The project involved medical imaging, so we engaged radiologists with the expertise necessary to properly analyze a given MRI study to prepare the data. We assembled a team of seven physicians, including two specialists with more than 10 years of experience in brain MRI diagnosis. A major challenge was to ensure there was no influence of a given physician’s personal experience, which is a common problem in the analysis of medical imaging data. It was important to ensure the maximum degree of objective analysis of a given study.


To achieve this result, the doctors were working into two teams. The first, consisting of five people, was in charge of preparing the annotations, that is, marking the areas of interest in this project on the surveys, divided into four subregions. The task of the members of the second team, consisting of the two most experienced radiologists, was to evaluate each annotation. They could accept such a study or refer to it for improvement. Thus, one specialist was describing each study. A second, more experienced specialist then reviewed this description. In this way, we obtained a double-checked annotation of each study, so to speak. Once in its preparation and the second time in its evaluation. Our task was to ensure a smooth flow of studies and annotations between doctors and to monitor the whole process.

ground truth preparation

We placed special emphasis in our medical machine learning project on validating the model and evaluating its performance. For this reason, after the complete and accepted annotation process and all studies, we selected a test set from the studies for training. Then, forwarded the annotations for evaluation to a second member of the evaluation team who had not previously evaluated a particular study to annotate the studies from the test set.

Three times evaluated such a study and its annotations, as a result. The first time in preparing the annotations, the second time in evaluating them, and the third time by another expert. Not until both radiologists with more than 10 years of experience accepted a study could it be used for model validation.

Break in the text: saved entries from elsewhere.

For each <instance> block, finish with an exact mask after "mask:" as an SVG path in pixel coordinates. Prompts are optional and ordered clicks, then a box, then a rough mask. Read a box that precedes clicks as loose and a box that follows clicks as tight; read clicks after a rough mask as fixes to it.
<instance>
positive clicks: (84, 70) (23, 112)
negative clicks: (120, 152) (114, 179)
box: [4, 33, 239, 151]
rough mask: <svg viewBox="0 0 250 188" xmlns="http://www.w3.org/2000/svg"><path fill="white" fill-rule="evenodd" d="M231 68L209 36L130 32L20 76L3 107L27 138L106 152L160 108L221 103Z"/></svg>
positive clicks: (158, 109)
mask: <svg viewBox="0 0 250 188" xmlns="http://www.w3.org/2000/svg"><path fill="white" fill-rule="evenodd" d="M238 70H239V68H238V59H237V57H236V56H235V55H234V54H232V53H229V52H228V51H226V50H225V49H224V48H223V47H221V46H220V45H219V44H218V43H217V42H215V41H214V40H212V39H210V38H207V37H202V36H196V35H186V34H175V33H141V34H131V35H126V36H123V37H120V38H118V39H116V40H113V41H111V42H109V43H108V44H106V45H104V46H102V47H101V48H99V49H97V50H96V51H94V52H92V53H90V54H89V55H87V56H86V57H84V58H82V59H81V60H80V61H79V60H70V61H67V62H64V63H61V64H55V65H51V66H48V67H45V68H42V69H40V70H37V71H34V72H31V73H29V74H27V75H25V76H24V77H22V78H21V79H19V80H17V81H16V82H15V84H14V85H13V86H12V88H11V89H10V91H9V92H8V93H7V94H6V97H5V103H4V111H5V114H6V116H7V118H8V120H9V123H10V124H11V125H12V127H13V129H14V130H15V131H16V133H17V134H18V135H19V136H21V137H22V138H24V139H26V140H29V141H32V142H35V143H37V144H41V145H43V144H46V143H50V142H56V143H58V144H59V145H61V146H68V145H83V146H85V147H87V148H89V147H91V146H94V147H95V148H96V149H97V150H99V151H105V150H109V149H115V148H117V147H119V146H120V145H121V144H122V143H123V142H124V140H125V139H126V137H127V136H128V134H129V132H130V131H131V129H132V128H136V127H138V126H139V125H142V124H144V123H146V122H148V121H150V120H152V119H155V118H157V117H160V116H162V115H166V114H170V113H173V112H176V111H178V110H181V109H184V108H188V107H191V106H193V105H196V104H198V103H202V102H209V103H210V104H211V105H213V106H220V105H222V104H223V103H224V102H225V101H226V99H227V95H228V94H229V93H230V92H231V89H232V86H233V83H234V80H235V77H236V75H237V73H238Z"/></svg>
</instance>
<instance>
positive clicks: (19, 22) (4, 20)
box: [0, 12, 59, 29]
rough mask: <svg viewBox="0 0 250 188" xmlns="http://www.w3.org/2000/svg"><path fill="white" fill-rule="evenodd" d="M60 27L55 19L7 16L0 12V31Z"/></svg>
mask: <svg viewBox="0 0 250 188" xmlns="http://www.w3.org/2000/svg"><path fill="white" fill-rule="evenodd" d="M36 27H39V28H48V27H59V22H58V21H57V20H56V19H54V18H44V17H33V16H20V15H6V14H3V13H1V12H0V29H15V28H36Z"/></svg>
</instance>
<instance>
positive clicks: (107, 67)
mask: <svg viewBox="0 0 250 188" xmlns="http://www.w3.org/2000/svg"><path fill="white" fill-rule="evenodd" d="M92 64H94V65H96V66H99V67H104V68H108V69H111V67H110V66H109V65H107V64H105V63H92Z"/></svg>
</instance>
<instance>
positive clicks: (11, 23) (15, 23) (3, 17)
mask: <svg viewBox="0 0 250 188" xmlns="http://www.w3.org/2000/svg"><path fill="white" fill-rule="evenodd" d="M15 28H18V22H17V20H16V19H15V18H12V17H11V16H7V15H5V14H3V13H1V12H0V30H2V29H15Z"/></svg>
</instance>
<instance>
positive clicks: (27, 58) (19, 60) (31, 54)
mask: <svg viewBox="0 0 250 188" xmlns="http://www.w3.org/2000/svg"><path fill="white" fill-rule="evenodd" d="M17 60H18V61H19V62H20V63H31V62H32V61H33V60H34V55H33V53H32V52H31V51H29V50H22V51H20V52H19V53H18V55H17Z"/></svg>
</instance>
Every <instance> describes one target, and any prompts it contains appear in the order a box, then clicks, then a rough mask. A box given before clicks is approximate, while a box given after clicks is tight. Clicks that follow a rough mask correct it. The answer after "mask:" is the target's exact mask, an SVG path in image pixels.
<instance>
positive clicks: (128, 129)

Objective analysis of the study in a medical machine learning project

The presented process allowed us to ensure a high degree of objectivity in the analysis of a given study and to eliminate the risk related to incorrect assessment resulting from personal experience of a given doctor.

cytat dotyczący przygotowania ground truth in medical project oraz symbol robotycznej ręki, która trzyma długopis i pisze
Ground truth in medical project – summary

To sum up – a lot depends on a reliable execution of the ground-truth stage in medical machine learning project. Objective and properly prepared data, on which we will train the model, will ensure the expected results. And very good results are after all the success of the entire project.